Fire officials estimated 15 structures burned, but could not say how many were homes. TV news helicopters and photos from the scene showed several houses in flames.

They included the Twin Pines home of Dave Clark, whose parents were killed in a house fire in the city of Riverside in April 2012, the Riverside Press-Enterprise reported. Prosecutors alleged Clark’s sister Deborah Clark set that fire, and she was awaiting a mental-competency hearing to see if she was competent to stand trial for her parents’ deaths.

A photograph taken by the Desert Sun newspaper showed Clark talking on his cellphone with the home fully engulfed in flames behind him.

“He said he lost everything, he couldn’t talk,” brother Jeff Clark told the Press-Enterprise.

Evacuation orders covered the Silent Valley Club, a private RV resort, the rural communities of Poppet Flats, Twin Pines, Edna Valley and Vista Grande, and portions of Cabazon, a city along Interstate 10 at the base of the mountain range.

Evacuation centers were set up at high schools in Hemet and Banning.

Margaret Runnels of Poppet Flats was at work when her house came under an evacuation order. She was in Banning waiting for her husband to collect pets and valuables from their house.

“I was hoping they would let me back up to get some personal items I knew my husband would forget like a jewelry box and stuff that means stuff,” a crying Runnels told the Desert Sun. “You always tell yourself to prepare everything but you never take the stupid time to do it.”

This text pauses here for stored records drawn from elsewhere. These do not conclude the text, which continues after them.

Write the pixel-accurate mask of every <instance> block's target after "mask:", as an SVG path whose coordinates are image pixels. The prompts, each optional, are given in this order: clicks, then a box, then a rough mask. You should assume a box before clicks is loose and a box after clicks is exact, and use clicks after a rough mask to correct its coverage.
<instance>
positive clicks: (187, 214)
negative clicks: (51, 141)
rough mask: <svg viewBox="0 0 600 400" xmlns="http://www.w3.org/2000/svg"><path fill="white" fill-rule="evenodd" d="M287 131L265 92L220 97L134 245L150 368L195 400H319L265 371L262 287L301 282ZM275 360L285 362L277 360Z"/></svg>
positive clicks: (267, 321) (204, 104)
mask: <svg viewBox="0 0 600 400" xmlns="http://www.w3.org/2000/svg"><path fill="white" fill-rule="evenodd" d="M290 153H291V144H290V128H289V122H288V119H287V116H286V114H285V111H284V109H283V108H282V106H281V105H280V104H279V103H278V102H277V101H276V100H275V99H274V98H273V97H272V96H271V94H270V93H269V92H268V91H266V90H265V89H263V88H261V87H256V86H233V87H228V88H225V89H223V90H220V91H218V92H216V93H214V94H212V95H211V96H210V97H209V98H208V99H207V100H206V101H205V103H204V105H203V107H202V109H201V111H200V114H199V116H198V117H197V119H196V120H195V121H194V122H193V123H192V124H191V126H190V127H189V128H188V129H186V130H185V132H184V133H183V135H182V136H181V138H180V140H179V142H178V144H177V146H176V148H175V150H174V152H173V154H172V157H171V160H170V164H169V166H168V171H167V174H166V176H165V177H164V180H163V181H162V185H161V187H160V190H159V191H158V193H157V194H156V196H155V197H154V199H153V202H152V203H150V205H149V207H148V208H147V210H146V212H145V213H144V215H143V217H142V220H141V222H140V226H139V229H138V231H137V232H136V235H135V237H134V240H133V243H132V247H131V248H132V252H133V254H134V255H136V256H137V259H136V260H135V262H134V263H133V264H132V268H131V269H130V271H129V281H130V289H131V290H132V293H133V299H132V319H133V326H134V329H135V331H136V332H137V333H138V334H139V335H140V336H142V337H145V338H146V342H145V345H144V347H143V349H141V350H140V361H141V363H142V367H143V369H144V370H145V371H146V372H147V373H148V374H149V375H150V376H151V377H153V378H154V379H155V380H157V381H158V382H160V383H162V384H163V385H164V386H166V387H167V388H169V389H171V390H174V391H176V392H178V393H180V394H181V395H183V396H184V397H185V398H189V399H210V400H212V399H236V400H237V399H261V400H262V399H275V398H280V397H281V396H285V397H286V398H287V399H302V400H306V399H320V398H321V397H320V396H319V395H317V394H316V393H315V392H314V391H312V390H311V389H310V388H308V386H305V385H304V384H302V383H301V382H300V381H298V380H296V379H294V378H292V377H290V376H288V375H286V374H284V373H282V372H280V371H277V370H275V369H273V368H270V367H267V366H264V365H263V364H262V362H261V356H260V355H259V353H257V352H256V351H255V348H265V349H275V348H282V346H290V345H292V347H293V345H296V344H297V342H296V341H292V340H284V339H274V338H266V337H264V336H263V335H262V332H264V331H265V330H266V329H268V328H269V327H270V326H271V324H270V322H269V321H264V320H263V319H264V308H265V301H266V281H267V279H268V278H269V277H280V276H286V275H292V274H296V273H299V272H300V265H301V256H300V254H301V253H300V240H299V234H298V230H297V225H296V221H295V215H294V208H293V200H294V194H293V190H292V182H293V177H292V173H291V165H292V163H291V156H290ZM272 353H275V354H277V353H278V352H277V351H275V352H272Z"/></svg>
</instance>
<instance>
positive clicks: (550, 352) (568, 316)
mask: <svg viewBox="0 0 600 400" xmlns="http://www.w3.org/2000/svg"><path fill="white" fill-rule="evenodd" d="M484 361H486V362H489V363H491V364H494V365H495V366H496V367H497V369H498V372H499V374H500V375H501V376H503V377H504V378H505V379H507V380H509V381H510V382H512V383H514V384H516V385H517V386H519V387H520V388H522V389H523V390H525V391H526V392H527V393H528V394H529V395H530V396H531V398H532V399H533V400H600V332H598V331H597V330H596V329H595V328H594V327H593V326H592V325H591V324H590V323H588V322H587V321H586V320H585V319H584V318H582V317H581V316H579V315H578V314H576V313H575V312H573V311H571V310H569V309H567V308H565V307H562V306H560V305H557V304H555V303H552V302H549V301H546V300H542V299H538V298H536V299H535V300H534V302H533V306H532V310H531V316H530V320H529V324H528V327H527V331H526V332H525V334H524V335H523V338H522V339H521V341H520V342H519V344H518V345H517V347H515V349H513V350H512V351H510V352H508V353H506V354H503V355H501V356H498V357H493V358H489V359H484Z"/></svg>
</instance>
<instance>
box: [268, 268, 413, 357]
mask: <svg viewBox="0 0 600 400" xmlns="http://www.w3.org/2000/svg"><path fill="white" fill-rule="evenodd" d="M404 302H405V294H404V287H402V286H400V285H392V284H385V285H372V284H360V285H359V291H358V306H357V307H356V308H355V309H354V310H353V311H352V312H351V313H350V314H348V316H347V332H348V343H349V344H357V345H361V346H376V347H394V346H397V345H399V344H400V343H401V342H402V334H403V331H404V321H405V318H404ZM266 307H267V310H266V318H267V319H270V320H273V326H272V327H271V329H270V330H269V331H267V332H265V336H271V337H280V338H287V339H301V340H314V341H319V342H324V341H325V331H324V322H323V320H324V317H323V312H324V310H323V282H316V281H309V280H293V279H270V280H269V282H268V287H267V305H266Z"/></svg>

Thirteen helicopters and six air tankers were assigned to the blaze.

Most of Southern California’s severe wildfires are associated with Santa Ana winds caused by high pressure over the West that sends a clockwise flow of air rushing down into the region. This week’s fire, however, was being fanned by a counter-clockwise flow around a low pressure area over northwest California.

It was the second major wildfire in the San Jacinto Mountains this summer. A blaze that erupted in mid-July spread over 43 square miles on peaks above Palm Springs, burned seven homes and forced 6,000 people out of Idyllwild and neighboring towns.

The latest fire also burned in the footprint of the notorious Esperanza Fire, a 2006, wind-driven inferno that overran a U.S. Forest Service engine crew defending a Twin Pines home. All five crew members died. A local man was convicted of murder and arson for starting the fire on a Cabazon hillside and was sentenced to death.